L’assurance emprunteur n’est généralement pas exigée sur un lombard : la banque est couverte par le nantissement. C’est une économie (souvent 0,1 à 0,4 % du capital par an sur un prêt immobilier, à titre indicatif), mais aussi une protection en moins : en cas de décès de l’emprunteur, un prêt immobilier assuré s’éteint, tandis qu’une dette lombarde reste due et s’impute sur le patrimoine nanti, au détriment des héritiers ou des bénéficiaires du contrat d’assurance-vie.
Les normes du HCSF (Haut Conseil de stabilité financière : taux d’effort plafonné à 35 %, durée maximale de 25 ans, marges de flexibilité limitées) s’appliquent aux crédits immobiliers résidentiels. Le lombard n’entre pas dans ce cadre, ce qui donne de la latitude aux profils dont les revenus sont atypiques (dividendes, revenus à l’étranger) mais dont le patrimoine est solide. Attention toutefois : cela ne signifie pas absence de règles. Les banques, supervisées par l’ACPR, évaluent la solvabilité, appliquent leurs politiques de risque internes, et la Banque de France rappelle que la capacité de remboursement demeure le critère central de tout octroi de crédit. Un lombard n’est pas un moyen de contourner un endettement excessif — c’est un produit réservé à des patrimoines qui, précisément, n’en ont pas besoin pour boucler leur budget.
Les limites du lombard face au crédit immobilier
Le comparatif ne tourne pas toujours à l’avantage du lombard :
- La durée. Financer une résidence principale sur 20 ans avec un in fine renouvelable de 3 ans expose à un risque de refinancement répété : conditions de taux à chaque renouvellement, et risque de non-reconduction de la ligne.
- L’appel de marge. Si les marchés chutent, l’emprunteur immobilier classique ne doit rien de plus tant qu’il paie ses mensualités ; l’emprunteur lombard peut devoir remettre au pot en quelques jours. Le scénario chiffré complet est dans notre analyse des avantages et risques et le mécanisme dans le guide LTV et appel de marge.
- Le coût total en intérêts. À taux égal, un in fine paie des intérêts sur 100 % du capital pendant toute la durée ; un amortissable voit sa base fondre. Sur longue période, l’écart s’accumule.
- Le taux variable. Le fixe sur 20 ans du crédit immobilier français est une assurance contre les cycles de taux ; le lombard n’offre pas cette visibilité.
- L’accessibilité. Le lombard suppose un patrimoine financier significatif (souvent 100 000 € d’avoirs au minimum, davantage en banque privée) ; le crédit immobilier est accessible sur la seule base des revenus.

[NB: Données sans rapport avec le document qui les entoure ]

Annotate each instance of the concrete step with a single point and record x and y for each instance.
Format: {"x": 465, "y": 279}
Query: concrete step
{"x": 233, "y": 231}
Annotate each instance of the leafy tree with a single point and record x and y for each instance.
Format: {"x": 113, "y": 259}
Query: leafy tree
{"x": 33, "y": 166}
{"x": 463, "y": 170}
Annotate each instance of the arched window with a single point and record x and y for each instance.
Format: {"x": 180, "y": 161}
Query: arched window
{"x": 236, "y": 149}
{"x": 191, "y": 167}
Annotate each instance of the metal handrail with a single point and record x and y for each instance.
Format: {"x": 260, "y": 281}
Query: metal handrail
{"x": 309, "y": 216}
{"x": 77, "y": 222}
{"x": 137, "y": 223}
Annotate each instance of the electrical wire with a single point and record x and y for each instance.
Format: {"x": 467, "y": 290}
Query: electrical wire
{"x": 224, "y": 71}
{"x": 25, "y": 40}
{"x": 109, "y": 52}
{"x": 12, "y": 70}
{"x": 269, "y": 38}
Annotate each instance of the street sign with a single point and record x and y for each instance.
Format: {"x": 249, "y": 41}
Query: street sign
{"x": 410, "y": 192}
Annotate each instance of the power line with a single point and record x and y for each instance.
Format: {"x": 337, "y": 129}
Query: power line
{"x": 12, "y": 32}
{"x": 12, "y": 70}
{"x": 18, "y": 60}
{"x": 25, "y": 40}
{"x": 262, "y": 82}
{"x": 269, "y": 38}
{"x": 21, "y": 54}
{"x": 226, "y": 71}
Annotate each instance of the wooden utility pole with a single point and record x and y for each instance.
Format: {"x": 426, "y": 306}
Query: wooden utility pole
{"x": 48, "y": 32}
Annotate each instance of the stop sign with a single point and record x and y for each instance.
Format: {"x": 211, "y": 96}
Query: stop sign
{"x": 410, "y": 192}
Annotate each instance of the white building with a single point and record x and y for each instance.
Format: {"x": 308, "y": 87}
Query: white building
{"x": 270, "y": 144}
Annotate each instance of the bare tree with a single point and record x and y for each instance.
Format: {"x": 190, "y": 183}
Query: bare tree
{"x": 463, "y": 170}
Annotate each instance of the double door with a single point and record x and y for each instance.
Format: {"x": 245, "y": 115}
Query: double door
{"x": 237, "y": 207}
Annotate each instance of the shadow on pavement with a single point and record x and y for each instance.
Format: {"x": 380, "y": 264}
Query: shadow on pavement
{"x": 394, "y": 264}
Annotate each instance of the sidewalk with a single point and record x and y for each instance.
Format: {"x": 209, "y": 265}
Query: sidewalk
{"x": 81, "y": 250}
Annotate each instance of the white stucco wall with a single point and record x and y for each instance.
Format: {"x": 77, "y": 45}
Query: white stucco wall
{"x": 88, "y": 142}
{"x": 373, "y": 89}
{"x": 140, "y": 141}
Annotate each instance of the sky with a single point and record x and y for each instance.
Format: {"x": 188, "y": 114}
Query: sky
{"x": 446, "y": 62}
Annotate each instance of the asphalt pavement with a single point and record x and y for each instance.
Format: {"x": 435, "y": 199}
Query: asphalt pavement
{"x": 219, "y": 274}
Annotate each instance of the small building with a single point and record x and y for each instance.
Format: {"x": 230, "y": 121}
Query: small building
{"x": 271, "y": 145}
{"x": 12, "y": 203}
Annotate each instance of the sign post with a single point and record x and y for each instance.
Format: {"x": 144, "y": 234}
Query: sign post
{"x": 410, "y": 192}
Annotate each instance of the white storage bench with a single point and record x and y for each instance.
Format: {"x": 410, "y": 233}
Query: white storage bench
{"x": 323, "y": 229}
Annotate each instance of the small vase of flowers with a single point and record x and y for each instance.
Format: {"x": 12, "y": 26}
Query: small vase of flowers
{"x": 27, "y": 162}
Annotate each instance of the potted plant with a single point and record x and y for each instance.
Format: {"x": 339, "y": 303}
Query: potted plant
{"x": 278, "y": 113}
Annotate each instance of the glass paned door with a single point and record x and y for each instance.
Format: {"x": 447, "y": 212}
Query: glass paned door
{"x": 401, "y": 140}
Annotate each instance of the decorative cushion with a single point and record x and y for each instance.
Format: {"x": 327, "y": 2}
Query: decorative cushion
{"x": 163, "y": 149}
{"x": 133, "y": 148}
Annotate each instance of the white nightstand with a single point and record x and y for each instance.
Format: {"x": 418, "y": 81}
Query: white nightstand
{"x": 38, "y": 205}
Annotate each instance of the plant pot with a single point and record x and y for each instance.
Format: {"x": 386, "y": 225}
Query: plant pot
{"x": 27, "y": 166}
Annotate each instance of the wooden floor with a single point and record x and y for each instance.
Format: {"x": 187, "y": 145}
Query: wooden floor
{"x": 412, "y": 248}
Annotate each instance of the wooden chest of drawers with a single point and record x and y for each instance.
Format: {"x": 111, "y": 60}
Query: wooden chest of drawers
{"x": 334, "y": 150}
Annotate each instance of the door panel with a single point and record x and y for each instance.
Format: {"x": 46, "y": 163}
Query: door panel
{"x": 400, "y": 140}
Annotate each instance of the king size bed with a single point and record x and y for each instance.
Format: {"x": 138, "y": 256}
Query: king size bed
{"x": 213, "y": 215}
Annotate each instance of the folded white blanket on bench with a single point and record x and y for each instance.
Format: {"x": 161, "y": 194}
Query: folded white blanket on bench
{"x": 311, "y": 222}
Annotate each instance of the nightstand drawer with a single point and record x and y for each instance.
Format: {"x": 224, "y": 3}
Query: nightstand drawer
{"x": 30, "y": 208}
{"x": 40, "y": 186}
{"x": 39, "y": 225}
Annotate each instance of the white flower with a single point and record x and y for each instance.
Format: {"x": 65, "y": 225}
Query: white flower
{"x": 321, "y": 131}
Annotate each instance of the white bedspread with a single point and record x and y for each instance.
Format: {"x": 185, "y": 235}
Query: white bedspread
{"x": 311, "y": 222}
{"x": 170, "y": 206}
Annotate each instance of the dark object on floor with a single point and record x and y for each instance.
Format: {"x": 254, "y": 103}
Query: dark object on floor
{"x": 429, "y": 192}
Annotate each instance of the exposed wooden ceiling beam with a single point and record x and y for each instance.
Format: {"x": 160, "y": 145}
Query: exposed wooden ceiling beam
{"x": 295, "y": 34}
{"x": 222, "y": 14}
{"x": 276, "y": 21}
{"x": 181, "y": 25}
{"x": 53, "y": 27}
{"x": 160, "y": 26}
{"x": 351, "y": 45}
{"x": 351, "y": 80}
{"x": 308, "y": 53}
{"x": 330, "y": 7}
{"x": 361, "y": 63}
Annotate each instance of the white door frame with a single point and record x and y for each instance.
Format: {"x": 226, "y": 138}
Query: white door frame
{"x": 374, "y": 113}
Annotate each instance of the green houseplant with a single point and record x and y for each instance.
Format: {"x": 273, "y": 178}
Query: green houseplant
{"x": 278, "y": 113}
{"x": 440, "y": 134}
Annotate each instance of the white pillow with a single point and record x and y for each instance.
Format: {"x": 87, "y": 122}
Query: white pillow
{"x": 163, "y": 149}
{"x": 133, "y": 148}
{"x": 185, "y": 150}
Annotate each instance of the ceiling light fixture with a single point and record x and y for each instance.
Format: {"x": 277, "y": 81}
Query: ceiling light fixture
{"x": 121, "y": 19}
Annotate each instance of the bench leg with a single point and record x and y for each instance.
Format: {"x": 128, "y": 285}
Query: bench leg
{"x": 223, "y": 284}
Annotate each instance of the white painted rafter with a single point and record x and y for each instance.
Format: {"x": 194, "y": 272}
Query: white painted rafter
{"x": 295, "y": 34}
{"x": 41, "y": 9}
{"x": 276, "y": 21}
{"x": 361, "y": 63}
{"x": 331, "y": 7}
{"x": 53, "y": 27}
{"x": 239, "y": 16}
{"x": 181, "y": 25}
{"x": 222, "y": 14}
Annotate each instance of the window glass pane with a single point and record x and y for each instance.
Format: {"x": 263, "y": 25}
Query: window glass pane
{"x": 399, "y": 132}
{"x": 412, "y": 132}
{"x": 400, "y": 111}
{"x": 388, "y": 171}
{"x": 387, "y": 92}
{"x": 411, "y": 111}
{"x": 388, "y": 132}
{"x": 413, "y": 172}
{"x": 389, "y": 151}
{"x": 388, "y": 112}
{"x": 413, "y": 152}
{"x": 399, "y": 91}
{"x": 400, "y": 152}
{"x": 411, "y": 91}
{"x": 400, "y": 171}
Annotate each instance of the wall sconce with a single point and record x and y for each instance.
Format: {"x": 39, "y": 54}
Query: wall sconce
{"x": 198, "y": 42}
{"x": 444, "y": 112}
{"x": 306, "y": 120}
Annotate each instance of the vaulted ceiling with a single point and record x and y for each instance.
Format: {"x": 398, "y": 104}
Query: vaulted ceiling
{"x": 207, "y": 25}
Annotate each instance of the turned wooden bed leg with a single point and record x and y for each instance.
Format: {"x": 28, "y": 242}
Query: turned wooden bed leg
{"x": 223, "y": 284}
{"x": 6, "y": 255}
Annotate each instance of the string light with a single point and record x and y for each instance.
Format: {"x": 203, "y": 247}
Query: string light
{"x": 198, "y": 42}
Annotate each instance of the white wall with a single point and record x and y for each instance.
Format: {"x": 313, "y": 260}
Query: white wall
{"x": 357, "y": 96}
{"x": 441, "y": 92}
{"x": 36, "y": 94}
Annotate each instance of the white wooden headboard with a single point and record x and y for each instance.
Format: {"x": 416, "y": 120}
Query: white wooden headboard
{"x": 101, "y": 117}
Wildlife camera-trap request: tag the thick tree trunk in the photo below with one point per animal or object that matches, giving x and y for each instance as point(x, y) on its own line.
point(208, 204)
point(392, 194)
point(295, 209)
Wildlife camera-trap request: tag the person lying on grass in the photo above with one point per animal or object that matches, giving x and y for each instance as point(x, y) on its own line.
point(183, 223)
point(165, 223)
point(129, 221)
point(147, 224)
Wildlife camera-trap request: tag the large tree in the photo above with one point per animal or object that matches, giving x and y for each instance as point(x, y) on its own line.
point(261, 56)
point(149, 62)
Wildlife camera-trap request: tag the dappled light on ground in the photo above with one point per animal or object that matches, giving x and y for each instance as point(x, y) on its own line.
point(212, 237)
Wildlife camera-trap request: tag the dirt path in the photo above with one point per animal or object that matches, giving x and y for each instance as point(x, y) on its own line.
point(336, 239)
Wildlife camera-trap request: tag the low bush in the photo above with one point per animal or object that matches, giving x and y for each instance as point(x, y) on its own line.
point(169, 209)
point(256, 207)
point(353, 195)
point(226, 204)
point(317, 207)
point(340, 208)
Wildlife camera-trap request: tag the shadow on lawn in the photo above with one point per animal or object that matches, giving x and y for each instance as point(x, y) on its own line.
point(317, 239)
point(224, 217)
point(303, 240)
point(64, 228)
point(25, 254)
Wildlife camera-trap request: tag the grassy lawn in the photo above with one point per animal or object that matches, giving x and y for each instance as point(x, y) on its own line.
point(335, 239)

Combiner les deux : les montages hybrides de la gestion de fortune
En pratique patrimoniale, la vraie question n’est pas « lombard ou immobilier » mais « dans quel ordre et dans quelles proportions ». Trois montages classiques, à titre d’illustration :
- Lombard pour l’apport, immobilier pour le solde. Sur un achat de 800 000 €, un lombard de 200 000 € fournit l’apport sans vendre le portefeuille, et un prêt amortissable finance 600 000 €. L’investisseur conserve son allocation financière et optimise son taux d’endettement apparent.
- Achat 100 % lombard, refinancement immobilier ensuite. On achète « cash » pour saisir l’opportunité, puis on met en place tranquillement un crédit hypothécaire qui rembourse le lombard. On paie la rapidité quelques mois, on retrouve ensuite un financement long à taux fixe.
- Immobilier principal + lombard satellite. Le prêt amortissable porte l’acquisition ; la ligne lombarde reste disponible en réserve pour les travaux, les meubles, ou une opportunité ultérieure — usage typique d’une ligne revolving adossée au portefeuille.
Le choix dépend du niveau des taux respectifs, de l’horizon de détention, de la fiscalité applicable à l’opération (voir notre page fiscalité du crédit lombard) et de la solidité du coussin de sécurité de l’emprunteur. Notre simulateur permet de comparer le coût des différents montages, et notre panorama des banques pratiquant le crédit lombard recense les acteurs capables de structurer ces combinaisons. Pour les définitions des termes employés (in fine, LTV, nantissement, relais), consultez le lexique.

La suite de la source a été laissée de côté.